Sisense is forging ahead with its mission to make the results of business intelligence analysis available to everyone who can benefit from it. In summer this year they launched their Sisense Everywhere program, liberating BI from computer displays and interfacing with devices such as Amazon Echo and an IoT Lightbulb that displays different colors depending on the status of events. This liberation of BI has now moved on a step further with Sisense BI Bots. These use messaging channels such as Slack, Skype, Facebook Messenger and several others, to support users through two-way dialogues using instant-message conversations about data and analysis. The Bot helps users:
- Better understand data with on demand natural language analysis of a data set
- Interact with data directly or collaboratively in messaging threads in their preferred messaging applications
- Control the Sisense system like building an Elasticube or refreshing data
- Stay on top of important business events through integration with Sisense Pulse notifications, setting up smart alerts to track KPIs important to the user
- Be more prepared for meetings with calendar integration and smart data suggestions.
By providing relevant business insights right where the users ‘live’, the bot eliminates the need to switch to another app and solicit information. This removes an extra step each time the user has a question, and provides them with instant access to their business context.
Sisense continues to build on advancements in AI, Machine Learning, IoT, and Virtual Reality to make it easier for professionals to understand their businesses. While data visualization and self-service technologies have made business intelligence more accessible to everyday employees, businesses still struggle with complexity and adoption. Advancements in new fields of technology are making it possible to naturally augment professionals with BI and increase productivity by helping people be more in touch with their data.

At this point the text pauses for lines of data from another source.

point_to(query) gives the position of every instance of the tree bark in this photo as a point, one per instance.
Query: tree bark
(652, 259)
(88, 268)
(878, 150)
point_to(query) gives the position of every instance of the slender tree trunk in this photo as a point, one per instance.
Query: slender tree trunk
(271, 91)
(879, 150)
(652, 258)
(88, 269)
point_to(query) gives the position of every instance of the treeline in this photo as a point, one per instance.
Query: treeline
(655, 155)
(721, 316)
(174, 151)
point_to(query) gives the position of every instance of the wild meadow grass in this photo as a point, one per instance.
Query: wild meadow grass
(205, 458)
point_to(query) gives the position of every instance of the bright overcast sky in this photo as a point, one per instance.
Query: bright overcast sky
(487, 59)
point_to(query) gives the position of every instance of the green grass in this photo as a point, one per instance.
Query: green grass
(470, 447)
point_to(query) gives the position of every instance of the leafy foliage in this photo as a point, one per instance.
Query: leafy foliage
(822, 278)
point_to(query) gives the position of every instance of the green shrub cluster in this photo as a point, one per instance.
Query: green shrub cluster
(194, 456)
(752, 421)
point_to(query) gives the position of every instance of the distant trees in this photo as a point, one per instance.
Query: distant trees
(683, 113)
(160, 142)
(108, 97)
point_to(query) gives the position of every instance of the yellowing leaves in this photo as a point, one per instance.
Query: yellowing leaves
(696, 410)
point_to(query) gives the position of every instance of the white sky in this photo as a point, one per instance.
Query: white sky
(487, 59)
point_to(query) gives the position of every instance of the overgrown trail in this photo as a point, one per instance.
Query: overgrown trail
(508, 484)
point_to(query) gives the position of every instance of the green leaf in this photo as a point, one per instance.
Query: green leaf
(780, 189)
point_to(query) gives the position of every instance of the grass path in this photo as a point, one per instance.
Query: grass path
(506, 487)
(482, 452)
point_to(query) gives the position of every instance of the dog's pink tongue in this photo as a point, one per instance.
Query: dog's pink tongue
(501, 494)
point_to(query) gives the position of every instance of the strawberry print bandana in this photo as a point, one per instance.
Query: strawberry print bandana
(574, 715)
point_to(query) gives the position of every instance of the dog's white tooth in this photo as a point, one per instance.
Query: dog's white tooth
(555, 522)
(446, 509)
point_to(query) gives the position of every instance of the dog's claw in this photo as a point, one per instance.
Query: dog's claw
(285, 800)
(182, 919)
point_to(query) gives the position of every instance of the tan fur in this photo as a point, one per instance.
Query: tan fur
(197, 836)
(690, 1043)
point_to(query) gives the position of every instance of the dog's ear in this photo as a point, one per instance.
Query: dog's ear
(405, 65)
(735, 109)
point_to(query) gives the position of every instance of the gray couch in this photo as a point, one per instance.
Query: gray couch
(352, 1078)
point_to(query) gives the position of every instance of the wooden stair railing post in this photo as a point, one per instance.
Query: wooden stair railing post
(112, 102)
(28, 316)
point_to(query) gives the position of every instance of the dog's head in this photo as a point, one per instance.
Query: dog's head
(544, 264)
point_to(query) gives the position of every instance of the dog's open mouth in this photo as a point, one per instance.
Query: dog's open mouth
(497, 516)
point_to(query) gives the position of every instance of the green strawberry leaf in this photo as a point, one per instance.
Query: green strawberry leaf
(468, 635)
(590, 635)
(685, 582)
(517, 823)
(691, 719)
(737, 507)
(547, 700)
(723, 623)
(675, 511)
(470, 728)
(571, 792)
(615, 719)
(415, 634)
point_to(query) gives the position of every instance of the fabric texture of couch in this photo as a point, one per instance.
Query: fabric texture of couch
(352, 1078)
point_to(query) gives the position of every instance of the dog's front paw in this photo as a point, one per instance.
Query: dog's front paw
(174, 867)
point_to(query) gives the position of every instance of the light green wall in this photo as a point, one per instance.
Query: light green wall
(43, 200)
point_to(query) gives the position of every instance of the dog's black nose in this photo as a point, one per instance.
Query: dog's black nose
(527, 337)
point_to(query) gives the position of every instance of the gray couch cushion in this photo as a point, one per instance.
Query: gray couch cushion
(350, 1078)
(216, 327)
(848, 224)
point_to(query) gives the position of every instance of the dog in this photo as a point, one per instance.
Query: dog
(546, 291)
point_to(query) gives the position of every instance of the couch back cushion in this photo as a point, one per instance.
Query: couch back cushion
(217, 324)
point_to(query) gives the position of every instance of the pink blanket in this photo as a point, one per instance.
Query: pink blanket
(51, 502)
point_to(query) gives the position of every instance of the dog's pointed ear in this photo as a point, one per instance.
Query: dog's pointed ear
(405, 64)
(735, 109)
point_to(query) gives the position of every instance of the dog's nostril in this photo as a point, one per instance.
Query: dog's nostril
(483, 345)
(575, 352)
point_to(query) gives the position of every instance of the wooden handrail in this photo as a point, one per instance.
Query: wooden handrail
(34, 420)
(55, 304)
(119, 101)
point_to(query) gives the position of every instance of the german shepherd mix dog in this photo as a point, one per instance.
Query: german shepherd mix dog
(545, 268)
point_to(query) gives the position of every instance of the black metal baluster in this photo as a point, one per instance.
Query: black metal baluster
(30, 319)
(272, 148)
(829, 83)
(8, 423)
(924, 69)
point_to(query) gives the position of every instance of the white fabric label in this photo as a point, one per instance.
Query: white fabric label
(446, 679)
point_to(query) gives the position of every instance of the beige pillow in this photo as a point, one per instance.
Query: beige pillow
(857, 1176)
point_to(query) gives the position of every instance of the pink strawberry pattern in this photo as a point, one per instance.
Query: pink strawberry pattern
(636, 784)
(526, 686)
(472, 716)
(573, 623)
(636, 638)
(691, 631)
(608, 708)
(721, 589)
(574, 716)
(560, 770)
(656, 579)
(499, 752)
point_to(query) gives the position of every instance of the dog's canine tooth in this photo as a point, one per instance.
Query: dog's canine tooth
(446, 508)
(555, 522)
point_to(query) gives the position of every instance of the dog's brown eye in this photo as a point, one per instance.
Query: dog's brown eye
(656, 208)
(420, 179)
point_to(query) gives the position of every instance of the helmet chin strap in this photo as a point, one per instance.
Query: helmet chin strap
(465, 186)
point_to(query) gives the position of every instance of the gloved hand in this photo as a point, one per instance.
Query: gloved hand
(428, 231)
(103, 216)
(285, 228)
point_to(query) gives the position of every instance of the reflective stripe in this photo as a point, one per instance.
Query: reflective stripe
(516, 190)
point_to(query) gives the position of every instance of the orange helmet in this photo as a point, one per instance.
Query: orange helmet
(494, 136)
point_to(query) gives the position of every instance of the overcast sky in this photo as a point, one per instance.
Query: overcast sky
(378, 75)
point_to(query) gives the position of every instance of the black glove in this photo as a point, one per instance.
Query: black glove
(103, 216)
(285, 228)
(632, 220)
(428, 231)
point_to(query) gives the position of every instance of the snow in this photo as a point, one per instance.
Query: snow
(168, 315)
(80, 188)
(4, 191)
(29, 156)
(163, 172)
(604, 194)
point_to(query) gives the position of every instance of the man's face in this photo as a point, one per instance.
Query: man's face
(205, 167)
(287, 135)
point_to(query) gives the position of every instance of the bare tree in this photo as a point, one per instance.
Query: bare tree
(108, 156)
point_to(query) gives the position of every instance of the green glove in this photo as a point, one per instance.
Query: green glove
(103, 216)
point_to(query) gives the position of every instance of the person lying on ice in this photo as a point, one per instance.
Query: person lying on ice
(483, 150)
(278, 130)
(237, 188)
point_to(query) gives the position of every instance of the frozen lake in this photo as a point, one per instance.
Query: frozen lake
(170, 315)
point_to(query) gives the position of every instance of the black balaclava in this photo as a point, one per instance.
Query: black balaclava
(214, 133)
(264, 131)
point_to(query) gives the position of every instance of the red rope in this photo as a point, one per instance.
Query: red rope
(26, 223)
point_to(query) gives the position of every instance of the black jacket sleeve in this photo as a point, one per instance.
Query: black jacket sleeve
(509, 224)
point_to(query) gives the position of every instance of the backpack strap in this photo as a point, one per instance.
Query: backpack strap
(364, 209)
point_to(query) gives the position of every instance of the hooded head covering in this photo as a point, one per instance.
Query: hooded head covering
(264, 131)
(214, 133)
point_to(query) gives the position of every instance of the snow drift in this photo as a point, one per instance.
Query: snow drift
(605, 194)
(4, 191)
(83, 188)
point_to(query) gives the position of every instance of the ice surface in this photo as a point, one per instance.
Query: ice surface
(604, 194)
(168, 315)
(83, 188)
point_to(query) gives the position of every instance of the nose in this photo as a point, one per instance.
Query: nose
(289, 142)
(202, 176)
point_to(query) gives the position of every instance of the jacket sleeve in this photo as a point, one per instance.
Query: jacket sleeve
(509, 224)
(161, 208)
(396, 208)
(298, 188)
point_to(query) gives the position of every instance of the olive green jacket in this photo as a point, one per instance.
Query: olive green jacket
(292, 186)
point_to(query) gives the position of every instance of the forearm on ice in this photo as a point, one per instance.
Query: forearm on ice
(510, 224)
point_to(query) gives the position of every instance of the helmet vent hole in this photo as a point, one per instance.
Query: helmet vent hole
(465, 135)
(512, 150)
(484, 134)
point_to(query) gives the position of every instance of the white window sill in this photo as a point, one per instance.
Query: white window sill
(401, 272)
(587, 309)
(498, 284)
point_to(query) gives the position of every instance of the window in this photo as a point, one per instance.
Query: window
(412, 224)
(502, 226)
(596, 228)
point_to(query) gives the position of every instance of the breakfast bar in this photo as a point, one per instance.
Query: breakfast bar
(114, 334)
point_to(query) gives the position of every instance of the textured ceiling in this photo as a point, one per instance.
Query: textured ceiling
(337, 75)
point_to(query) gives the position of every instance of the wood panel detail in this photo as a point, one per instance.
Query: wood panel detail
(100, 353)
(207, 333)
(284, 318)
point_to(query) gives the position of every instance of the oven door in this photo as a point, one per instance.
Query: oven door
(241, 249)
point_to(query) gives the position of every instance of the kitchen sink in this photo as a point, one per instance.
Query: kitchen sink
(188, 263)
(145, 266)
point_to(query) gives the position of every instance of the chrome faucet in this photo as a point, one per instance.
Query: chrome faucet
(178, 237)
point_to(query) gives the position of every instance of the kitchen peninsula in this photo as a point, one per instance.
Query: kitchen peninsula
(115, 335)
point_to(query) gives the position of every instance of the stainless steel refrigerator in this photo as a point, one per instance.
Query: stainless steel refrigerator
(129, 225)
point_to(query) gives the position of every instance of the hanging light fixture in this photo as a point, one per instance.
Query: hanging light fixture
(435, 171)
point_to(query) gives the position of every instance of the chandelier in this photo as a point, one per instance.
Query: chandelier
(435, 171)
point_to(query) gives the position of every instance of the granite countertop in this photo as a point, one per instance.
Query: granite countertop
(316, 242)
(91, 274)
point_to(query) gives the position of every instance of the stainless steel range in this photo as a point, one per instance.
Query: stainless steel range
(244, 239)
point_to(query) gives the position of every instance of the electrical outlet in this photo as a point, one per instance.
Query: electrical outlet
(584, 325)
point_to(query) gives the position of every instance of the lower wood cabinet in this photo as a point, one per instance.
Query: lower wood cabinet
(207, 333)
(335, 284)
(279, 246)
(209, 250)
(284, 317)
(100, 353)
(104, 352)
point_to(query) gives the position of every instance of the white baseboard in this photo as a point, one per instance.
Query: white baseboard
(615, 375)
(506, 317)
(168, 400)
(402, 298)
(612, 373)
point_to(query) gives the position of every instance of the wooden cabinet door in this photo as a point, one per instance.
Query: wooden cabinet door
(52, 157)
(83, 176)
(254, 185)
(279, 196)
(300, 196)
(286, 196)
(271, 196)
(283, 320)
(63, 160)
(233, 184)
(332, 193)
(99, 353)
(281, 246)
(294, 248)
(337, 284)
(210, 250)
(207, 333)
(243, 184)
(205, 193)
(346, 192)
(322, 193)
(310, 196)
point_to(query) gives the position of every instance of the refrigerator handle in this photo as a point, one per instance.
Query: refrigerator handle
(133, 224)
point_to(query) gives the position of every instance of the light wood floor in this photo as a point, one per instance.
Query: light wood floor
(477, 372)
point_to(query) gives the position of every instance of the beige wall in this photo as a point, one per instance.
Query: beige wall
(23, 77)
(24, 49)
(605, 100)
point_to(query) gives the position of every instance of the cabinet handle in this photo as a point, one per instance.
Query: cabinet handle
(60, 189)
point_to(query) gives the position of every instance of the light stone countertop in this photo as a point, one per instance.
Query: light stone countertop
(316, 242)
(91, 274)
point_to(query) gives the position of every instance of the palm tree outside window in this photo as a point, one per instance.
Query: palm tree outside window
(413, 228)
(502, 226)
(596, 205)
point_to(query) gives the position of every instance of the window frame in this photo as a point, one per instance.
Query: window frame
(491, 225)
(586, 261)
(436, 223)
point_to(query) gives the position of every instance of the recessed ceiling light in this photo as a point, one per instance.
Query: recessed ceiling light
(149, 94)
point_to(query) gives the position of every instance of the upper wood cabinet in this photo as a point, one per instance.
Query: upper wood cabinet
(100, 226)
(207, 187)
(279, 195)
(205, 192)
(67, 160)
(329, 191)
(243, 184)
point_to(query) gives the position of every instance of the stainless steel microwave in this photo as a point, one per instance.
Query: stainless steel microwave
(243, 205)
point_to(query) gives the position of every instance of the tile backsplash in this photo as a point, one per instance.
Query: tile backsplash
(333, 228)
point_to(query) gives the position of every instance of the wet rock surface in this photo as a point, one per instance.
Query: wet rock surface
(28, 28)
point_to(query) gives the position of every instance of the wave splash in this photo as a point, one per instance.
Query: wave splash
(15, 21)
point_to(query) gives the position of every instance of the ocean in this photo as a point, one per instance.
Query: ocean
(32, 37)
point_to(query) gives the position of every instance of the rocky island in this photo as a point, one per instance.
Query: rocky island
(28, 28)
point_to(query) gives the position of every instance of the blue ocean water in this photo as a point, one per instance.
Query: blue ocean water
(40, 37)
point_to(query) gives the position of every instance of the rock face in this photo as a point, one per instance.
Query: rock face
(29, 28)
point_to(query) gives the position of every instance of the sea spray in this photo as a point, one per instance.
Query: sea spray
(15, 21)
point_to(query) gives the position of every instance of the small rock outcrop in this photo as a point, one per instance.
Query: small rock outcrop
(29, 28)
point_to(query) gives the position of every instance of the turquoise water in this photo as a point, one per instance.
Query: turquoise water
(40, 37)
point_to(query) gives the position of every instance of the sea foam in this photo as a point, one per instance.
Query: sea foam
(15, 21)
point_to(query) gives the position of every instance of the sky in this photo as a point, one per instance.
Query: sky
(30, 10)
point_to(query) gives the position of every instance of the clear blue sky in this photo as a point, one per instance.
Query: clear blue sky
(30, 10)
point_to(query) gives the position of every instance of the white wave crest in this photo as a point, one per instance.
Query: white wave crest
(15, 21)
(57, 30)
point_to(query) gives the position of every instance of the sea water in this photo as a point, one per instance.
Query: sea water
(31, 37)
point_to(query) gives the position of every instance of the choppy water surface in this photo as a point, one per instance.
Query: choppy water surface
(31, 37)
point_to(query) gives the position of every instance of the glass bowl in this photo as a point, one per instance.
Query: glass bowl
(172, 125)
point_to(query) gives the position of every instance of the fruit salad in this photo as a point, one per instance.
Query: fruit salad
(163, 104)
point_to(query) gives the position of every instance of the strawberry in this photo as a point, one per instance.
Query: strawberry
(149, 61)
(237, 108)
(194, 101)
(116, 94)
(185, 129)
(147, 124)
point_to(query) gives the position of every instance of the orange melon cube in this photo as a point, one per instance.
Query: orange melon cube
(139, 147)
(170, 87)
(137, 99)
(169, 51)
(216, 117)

In effect Sisense is adding another layer of access to BI analysis, and as such making BI available to a much wider audience. Fortunately the company is not pushing the line that BI users need to be sat in front of a computer display to access the results of analysis – some people need to do that, but many don’t. It is a fairly unique initiative, and will be attractive to businesses trying to figure out how to get the results of analysis into the hands of the people who can benefit most from it.